Tuesday, 19 June 2007

Property in the UK 5: Caught in the Crossfire

I never intended this blog to simply be about houses, I expected a mix of politics and some personal observations, favourite films and books and things. However, I suppose the political and the personal are coming together in the latest instalment of my housing woes. Every time I encounter a problem, I think it must be tough for me, but there must be hundreds of thousands or maybe millions of UK citizens who are suffering this and worse and have less cash and family support to ameliorate it. I am solidly middle class, I earn 50% above the national average salary and yet I am being kicked around as if I was some homeless person. I am grateful that I am not homeless, but, maybe though, you will say I should not expect my comparative wealth to protect me from the harshness of people and the marketplace. This was the mistake the middle class made in the 1920s and so when all their money disappeared in the Depression they resorted to dictators like Mussolini, Hitler, Franco, etc.

As I have noted before, when you feel powerless you turn to despair or anger and this week it has been anger.
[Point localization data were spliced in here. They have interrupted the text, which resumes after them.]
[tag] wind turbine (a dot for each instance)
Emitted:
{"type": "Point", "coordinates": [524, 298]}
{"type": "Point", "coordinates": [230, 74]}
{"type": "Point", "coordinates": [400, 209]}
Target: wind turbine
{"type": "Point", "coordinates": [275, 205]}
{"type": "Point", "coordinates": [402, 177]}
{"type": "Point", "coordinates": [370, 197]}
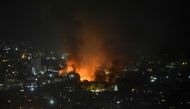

With my car having broken down last week I was fortunate to get a lift from my boss who lives about 10 miles away to where I was working, about 46 miles away. I could have gone by train but in the rush hour it would have literally cost me as much as how much I spend for the family on groceries each week. Whilst in my bosses' car, as I have outlined in 'Property in the UK 4', I was telephoned by my landlord's lawyer father telling me the house we have been renting for three-and-a-half months is now going on the market. As landlords now have to pay council tax on empty properties they keep tenants in them until the week they sell the property and it seems clear now that it was the landlord's intention to sell the house as soon as he could. So we have to deal with people walking through our house looking at us as if we are zoo animals and for no personal benefit for us. We will effectively be sold on as part of the fittings of the house. The sale will likely to be quick, fortunately, it will probably go straight to another landlord. However, we have no guarantee that we will be allowed to stay because with 2 months' notice we can be kicked out (we can leave with 1 month's notice).

Now to complicate matters the letting agency who are supposed to run the house on behalf of the landlord rang to say that we did not have allow people to view the house and in fact our contract is one of these unbreakable leases (these are increasingly common in the UK and mean you are liable for 6 or 12 months rent even if you give notice and move out after one week). He wants us to refuse to let people see the house. It seems clear that the agency and landlord have fallen out. The agency are angry they are not sole estate agent on the property as selling it would earn them £5000 (€7,300; U$10,000) compared to £840 (€1225; US$ 1680) if they continue renting it (they only charge their landlords a 7% fee rather than the 13-16% which is usual among UK letting agencies), so being a small company are seeking to deny the sale fee to a rival company. The agency say no-one will be a family house with sitting tenants anyway.

So, now we are in the crossfire. Do we go with what the landlord says and face being moved out in a couple of months (the third move in 23 months) or go with the agency and deny the landlord ability to sell the house meaning he will move to kick us out anyway? We are just a football in the argument between the two sides. No-one considers that this is our house where we have put in work keeping it clean and have lots of crops coming up in the garden. It is clear we are counted as nothing by either side, despite paying £1000 per month rent, we are just here to be disposed of as fits with the plan of the landlord or the agency. Despite my income and status I have absolutely no power over what happens to my family this year. Each time we move it costs us about £1000 and we have already paid that this year just moving four streets to this house in February. Everyone thinks about their profits and squeezing a few thousand more, what about our basic cost of living? It counts for nothing.

People keep saying to me: 'well why don't you just buy a house?' as if I had never thought of it, but with a good salary like mine struggling to afford to buy a two-bedroomed flat let alone a family house, that is just getting annoying. An increasing number of people in the UK are becoming tenants and it is clear we are just counters in some economic game, not perceived as humans trying to live a quiet life in a half-decent house. I have never started a campaign, but I feel someone should to give tenants some rights.